Раскраснелась Василиса, успокоилась. Уже и дом ее не пугал, хоть скрипеть и стонать не прекращали его лестницы и стены. Но разве до них Василисе, когда она диковины со всего мира перебирала да придумывала, для чего они годны могут оказаться? Если бы только она знала, что каждое ее слово меняет вещь, к которой прикасается, тогда, небось, Василиса не была бы такой смелой!

Но она давно думать забыла о том, что где-то в хоромах прячется слуга Кощеев, забыла и про самого Кощея. Уж больно интересные вещицы собрал у себя. Даже жаль, что их никто не видит.

– Сапоги-самоходы даже примерять не стала бы. – Василиса погладила голенище. – Шаг в версту, а потом с ног свалятся – и добирайся домой с проезжающими купцами! Вот бы они танцевать учили! Совсем другое дело. И гусли-самогуды. Потеряешь их и снова ничего не умеешь. Пусть бы пальцы прилипали к гуслям-самоучкам и, пока не сумеешь сыграть песню красивую, не отлипали!

Устала Василиса диковины разглядывать. Глаза слипаться начали. Ущипнула она себя за локоть, ойкнула – не спит! Взаправду по сокровищнице Кощея бродит!

А перед ней новая диковина. Висят ожерелья, одно другого краше, а рядом с каждым картинка, на которой искусно красавицы изображены, да так тонко, что каждую ресничку видно, корону или шапку боярскую, кокошник, жемчугом украшенный, или венок из цветов заморских.

– Это, что же, с тех красавиц бусы сняты, а сами девицы в подвалах томятся или в сырой земле? – не удержала язык за зубами Василиса и испуганно оглянулась. Ну как Кощей или его слуга подслушивают?

Тоненький голосок раздался, откуда она не ждала. От куколки махонькой, что в руке Василиса так и держала.

– Нет, Василисушка, судьбы это женские, заклятые. Наденешь такое ожерелье и станешь той девицей, что на картинке: царевной или королевной, земной или морской, а то и лесной княжной, которую все живое слушается.
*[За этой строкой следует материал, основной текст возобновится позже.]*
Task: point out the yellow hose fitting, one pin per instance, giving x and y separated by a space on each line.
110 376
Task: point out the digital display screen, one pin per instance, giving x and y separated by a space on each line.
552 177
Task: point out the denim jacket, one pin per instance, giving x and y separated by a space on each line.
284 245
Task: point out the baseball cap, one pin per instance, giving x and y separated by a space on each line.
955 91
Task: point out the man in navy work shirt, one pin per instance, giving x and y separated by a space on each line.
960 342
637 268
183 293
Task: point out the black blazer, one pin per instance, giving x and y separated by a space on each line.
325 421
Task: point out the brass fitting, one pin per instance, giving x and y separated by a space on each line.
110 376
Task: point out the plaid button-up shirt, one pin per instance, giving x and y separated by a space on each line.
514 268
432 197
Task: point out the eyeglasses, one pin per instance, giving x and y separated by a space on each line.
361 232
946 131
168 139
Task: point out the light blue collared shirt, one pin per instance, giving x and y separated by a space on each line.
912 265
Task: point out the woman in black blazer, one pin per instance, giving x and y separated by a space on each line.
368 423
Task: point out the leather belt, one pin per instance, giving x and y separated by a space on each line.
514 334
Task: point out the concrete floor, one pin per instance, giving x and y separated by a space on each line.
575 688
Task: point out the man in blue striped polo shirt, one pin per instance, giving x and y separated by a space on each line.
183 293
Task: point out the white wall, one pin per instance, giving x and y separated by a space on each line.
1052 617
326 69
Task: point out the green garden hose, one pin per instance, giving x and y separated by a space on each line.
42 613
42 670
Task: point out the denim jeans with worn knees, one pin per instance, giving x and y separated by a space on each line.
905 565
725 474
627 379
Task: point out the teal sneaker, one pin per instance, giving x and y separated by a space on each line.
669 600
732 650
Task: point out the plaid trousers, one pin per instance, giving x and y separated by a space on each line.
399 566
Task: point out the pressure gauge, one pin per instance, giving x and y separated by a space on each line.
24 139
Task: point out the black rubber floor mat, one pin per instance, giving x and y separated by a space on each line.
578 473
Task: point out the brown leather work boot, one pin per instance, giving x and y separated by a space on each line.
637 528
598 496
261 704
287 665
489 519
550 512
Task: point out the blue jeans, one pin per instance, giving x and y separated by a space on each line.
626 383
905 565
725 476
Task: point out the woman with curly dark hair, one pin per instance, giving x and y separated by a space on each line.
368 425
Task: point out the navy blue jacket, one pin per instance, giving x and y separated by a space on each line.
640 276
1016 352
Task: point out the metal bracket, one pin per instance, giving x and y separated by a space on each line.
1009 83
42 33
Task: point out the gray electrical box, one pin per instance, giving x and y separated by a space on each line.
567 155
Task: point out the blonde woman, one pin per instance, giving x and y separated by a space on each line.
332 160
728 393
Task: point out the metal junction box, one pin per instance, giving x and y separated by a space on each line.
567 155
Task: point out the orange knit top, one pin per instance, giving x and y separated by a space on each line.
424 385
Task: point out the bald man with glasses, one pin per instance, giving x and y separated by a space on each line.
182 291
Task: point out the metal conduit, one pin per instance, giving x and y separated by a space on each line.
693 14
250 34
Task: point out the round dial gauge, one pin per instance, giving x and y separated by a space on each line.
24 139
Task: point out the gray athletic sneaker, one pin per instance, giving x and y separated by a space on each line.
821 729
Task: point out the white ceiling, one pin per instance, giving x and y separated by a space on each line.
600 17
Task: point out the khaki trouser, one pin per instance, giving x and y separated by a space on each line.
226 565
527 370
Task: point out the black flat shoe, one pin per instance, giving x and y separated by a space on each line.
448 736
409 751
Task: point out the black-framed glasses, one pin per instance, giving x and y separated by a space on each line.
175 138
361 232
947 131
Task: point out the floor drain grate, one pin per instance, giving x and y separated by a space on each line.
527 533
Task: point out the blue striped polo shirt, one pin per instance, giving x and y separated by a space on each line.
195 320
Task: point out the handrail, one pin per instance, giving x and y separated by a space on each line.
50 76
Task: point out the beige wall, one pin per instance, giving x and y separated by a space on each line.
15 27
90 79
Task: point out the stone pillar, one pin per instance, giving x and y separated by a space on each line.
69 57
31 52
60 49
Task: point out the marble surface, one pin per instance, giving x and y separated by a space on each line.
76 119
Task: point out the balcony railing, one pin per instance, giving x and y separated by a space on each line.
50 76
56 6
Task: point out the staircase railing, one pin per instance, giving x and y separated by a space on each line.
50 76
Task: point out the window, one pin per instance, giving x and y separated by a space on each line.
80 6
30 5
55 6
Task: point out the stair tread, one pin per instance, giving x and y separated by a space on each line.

Проживешь ее жизнь от этой картинки и до смерти самой в чужом теле, чужой судьбою.

Василиса пристальнее принялась ожерелья разглядывать. Царевной морской стать или королевной заграничной? Никакой мачехи, никаких сестер противных. С золота ешь да приказывай. Только бы выбрать правильно. Вдруг у королевны жених есть старый? А у царевны отец злой, или у морской девы пальцы кривые, а у лесной изо рта пахнет и ничем не выведешь? На картинках они все красавицы, а как получше поглядеть – непонятно, разве что куколку спросить. Подумала Василиса и устыдилась. Она же самой себе обещала совета спрашивать, лишь когда беда будет. Разве ж беда это – выбирать, какую жизнь прожить заместо своей собственной?

Помотала головой Василиса да по руке себя ударила – не тянись.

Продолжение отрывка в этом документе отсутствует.